Before dwelling on the hip-hop and skateboard fuss of the Campus, it is best to understand where the low-profile sneaker came from. Reflecting on its hardships, key aspects can be pointed out to its current posture in the athleisure realm of fashion footwear.
Suede wrapped Adidas footwear has a lengthy origin story that can be traced back to the Gazelle. The suede material, or kangaroo velour for a more technical approach, was first seen in the football trainer but its blurry roots of purpose were still debatable up to this day. According to Gary Aspden, a long-time Adidas consultant, the different colors of the suede material coincides with various activities from football to handball.
Several iterations followed up on the Gazelle's innovative popularity a few years after it marveled the footwear market. Like the Gazelle, a subsequent release called the Tournament was also wrapped in suede. The primal intention in the creation of the Tournament was for it to be utilized on basketball courts. This shoe was later rebranded and tweaked into the Campus that we now know.
According to the Adidas Archives, the Campus was first released in 1979 taking the form of an athleisure sneaker with hard leather uppers. Its premise is built around a multi-purpose trainer that can still be flaunted in the streets. It was then stripped of its hard leather upper and incorporated suede in 1985. Giving back its basketball purpose, the sneaker was worn primarily on the court before it hopped from sport to sport. Because of its durable suede material, it became famous as a skate shoe for rebels and the like.
Aside from skaters, the Campus was visible on the feet of Beastie Boys frontmen Ad-Rock and Mike D who were loyal to the brand for decades. From then on, the sneaker progressed as the growing number of fanatics accumulated through time.
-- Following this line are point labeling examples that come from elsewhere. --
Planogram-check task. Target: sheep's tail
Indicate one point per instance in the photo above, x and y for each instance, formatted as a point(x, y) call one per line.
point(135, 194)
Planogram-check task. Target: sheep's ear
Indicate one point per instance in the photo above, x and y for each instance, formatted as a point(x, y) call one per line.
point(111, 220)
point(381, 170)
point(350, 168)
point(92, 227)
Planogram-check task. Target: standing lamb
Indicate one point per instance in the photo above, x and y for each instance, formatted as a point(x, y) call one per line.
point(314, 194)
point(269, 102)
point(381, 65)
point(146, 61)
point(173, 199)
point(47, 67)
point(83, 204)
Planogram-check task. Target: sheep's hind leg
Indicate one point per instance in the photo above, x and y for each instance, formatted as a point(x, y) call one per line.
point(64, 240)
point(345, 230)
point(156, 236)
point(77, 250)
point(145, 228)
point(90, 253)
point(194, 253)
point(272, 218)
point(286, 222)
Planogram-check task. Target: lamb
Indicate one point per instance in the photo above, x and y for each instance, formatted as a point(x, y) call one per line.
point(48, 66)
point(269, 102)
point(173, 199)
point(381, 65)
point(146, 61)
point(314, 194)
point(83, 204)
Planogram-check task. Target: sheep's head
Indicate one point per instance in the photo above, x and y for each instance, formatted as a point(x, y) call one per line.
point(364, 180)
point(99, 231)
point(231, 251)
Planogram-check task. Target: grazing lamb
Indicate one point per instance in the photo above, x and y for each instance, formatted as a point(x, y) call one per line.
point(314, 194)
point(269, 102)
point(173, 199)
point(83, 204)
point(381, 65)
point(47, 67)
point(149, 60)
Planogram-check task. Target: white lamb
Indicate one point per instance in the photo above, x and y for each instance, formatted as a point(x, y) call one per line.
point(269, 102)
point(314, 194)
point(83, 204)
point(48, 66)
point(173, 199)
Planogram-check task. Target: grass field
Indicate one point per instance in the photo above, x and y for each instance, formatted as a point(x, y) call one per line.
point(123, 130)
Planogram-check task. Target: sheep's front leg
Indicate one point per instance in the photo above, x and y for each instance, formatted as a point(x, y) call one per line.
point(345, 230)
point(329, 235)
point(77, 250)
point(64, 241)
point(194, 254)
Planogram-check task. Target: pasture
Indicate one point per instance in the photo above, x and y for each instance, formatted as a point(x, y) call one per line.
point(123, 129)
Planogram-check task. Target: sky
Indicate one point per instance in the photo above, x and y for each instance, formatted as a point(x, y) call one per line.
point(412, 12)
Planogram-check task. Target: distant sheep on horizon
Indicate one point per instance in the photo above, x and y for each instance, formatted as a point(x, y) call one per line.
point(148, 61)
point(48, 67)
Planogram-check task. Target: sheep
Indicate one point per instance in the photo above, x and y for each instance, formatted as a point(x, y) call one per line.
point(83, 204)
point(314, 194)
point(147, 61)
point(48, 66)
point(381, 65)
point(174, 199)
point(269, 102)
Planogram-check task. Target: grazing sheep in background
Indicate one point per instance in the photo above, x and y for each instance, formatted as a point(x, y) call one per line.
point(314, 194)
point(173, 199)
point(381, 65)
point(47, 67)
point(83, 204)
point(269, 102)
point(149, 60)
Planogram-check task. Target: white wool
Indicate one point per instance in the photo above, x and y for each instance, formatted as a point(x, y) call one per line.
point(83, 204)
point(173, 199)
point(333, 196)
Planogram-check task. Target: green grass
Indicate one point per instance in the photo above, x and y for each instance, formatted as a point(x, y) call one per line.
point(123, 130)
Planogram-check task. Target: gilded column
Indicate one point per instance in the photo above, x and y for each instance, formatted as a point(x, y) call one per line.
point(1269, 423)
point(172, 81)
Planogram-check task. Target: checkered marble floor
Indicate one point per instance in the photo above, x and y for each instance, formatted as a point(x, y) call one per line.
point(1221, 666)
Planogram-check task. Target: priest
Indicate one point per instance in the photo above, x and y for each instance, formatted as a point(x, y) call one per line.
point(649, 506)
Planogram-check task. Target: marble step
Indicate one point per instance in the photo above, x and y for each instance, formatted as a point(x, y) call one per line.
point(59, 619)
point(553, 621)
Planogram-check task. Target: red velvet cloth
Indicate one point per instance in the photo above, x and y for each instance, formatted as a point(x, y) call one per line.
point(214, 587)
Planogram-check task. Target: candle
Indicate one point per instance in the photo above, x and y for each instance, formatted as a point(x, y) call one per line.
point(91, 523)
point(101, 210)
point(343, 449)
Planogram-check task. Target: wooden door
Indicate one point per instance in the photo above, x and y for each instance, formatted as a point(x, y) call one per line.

When an era of collaboration hogged the sneaker market, the underrated Campus was one of the lucky models to receive numerous partnerships while honoring its decade of origin by adding an 80s label at the end of its name.
Flash forward to 2017, the Campus gets an outdoor makeover under the influence of the Japanese retailer White Mountaineering. The outdoor brand emerged in the fashion limelight with their unique takes on iconic footwear by adding high-performance components. Weatherizing the classic suede and turning it to pigskin Nubuck, the Adidas White Mountaineering Campus 80s gets an upgrade not only in longevity but also in style.
- The shoe consists of the same original rubber cupsole left untouched from its early days.
- A reiteration was released in August 2017 that features tonal silhouettes of black and white. The white version has an upper entirely constructed in leather while the black is wrapped in premium suede. Instead of the diagonal underlays, a "WHITE" label is present on its lateral panels.
- The first introduction to the sneaker collab was in February 2017 available in two colorways which are Navy and Black both with white heel tabs and an embossed logo. The collection also features a rendition of the Adidas NMD Trail.